O Telescópio James Webb pode mudar a maneira como pensamos sobre o universo

A primeira imagem dos sensores primários no James Webb foi uma imagem de campo profundo modelada após o famoso estudo de campo profundo do telescópio Hubble.

As imagens do Hubble Deep Field foram as maiores distâncias que um olho humano já viu. Para essas imagens, o gigante Telescópio Espacial Hubble olhou para um pedaço de céu escuro do tamanho de um grão de arroz por dez dias. Dez dias!

A imagem do Hubble de janeiro de 1996 mostrou quase 3.000 galáxias! Os cientistas ficaram sobrecarregados.

Tente imaginar isso. Do ponto mais escuro do céu noturno, cerca de 3.000 galáxias gigantes, a maioria tão grande ou maior que a nossa Via Láctea.
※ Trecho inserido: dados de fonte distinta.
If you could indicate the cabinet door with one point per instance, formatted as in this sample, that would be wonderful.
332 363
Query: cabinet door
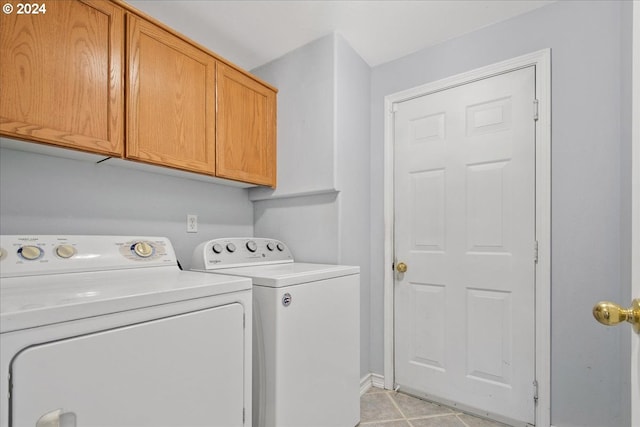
170 100
61 78
246 129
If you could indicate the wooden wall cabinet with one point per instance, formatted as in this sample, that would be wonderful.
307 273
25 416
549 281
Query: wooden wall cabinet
170 100
62 83
61 78
246 128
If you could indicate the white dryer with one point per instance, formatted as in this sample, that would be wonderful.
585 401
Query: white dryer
306 348
108 331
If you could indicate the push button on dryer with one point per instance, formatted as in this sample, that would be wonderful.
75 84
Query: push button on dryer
65 251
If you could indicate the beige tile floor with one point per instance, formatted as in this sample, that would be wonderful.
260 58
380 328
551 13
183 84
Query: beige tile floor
384 408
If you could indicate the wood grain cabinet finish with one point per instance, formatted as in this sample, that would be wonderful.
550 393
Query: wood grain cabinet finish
61 76
246 128
170 100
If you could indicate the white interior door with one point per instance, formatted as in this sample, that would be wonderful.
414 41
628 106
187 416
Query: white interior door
635 214
464 191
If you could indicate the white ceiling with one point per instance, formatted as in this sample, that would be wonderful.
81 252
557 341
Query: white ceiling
253 32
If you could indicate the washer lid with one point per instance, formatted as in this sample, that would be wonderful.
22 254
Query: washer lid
287 274
27 302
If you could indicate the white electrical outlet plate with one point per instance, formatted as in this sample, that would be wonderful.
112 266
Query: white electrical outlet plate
192 223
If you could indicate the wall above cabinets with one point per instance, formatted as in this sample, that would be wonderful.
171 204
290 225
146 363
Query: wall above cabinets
83 80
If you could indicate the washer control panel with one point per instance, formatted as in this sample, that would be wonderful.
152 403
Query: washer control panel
239 251
50 254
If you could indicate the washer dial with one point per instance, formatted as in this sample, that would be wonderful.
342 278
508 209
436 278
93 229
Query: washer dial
30 252
143 249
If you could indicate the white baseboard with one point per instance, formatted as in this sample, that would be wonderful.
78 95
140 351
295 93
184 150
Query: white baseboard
371 380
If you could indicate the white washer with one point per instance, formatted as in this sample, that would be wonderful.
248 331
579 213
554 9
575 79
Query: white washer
108 331
306 346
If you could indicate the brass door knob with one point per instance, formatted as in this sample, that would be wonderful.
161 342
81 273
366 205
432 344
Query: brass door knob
609 313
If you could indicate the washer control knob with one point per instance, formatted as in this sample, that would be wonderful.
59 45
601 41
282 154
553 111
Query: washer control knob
65 251
30 252
143 249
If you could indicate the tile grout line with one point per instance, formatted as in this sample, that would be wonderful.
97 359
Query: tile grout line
396 405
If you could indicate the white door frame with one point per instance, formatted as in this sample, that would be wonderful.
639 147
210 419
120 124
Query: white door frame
542 61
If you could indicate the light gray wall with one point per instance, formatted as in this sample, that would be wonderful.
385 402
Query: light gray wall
41 194
585 38
323 147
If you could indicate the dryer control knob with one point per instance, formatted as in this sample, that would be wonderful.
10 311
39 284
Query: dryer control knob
30 252
143 249
65 251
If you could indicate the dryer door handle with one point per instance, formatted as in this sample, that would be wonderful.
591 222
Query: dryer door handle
57 418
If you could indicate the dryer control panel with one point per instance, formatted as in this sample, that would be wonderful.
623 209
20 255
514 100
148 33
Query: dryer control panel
239 251
24 255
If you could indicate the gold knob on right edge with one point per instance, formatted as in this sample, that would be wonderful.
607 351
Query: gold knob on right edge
609 313
401 267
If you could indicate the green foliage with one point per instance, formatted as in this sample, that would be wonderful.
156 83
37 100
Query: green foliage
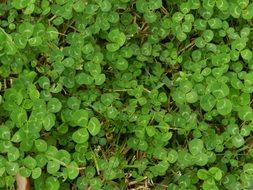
122 94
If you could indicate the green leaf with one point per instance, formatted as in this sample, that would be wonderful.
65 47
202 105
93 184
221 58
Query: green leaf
245 113
52 183
224 106
207 102
203 174
54 105
196 146
94 126
80 136
13 154
216 173
73 170
40 145
80 117
36 173
19 115
248 168
52 167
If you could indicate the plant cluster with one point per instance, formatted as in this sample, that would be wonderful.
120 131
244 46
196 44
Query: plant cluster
117 94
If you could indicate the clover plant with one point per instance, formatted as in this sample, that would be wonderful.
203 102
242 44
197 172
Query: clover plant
126 94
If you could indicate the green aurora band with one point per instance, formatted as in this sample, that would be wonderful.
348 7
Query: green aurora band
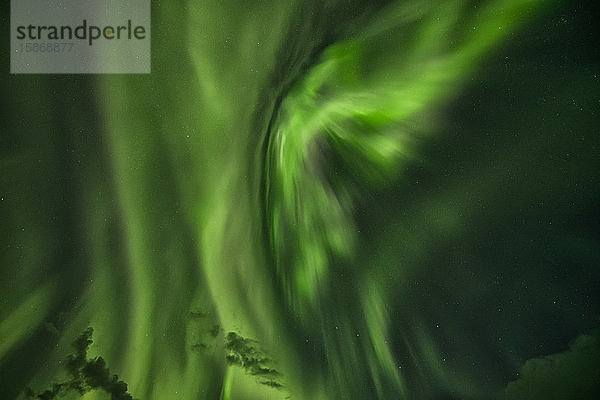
311 200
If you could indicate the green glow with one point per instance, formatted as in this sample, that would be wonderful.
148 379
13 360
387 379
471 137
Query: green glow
265 187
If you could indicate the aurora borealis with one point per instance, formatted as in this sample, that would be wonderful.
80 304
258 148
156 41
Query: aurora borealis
310 200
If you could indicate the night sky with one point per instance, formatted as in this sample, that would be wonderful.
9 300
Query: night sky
310 200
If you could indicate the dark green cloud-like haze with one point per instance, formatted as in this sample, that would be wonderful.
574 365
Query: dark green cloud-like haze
310 200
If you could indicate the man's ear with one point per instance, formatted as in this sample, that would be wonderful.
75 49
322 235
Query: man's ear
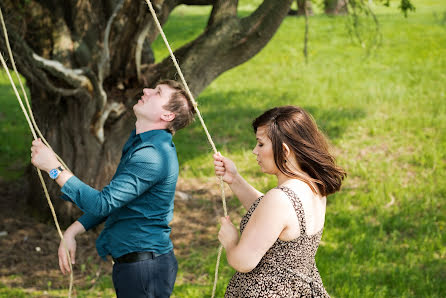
286 150
169 116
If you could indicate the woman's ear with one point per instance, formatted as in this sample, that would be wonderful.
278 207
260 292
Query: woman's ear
286 150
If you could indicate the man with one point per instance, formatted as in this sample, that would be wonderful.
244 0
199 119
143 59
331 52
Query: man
138 203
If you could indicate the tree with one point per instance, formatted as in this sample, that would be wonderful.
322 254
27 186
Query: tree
301 6
86 62
335 7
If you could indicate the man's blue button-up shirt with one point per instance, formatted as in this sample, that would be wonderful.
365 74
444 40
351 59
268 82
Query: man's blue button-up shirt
138 202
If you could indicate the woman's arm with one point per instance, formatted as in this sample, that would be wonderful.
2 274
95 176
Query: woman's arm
244 191
263 229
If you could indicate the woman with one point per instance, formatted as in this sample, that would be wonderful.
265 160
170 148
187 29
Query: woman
282 229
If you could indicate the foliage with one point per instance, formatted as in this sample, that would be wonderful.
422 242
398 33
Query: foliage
385 115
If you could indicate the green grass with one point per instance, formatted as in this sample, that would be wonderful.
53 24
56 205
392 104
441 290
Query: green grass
384 112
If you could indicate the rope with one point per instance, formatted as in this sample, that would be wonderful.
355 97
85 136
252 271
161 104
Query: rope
32 124
160 29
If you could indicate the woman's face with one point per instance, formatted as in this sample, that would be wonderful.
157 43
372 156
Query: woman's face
264 151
Agora, 27 anos depois, nosso telescópio de última geração, o James Webb, ficou online e produziu uma imagem melhor em menos de 12 horas do que o Hubble fez em 10 dias! Isso é ordens de magnitude mais rápido e o nível de detalhe é significativamente aumentado. A primeira imagem divulgada chama-se SMACS 0723 e a imagem remonta a 13,1 bilhões de anos.

Nebulosa Carina

A NASA também divulgou a bela foto da Nebulosa Carina, seus detalhes mostrando o quão mais claro é o JWST.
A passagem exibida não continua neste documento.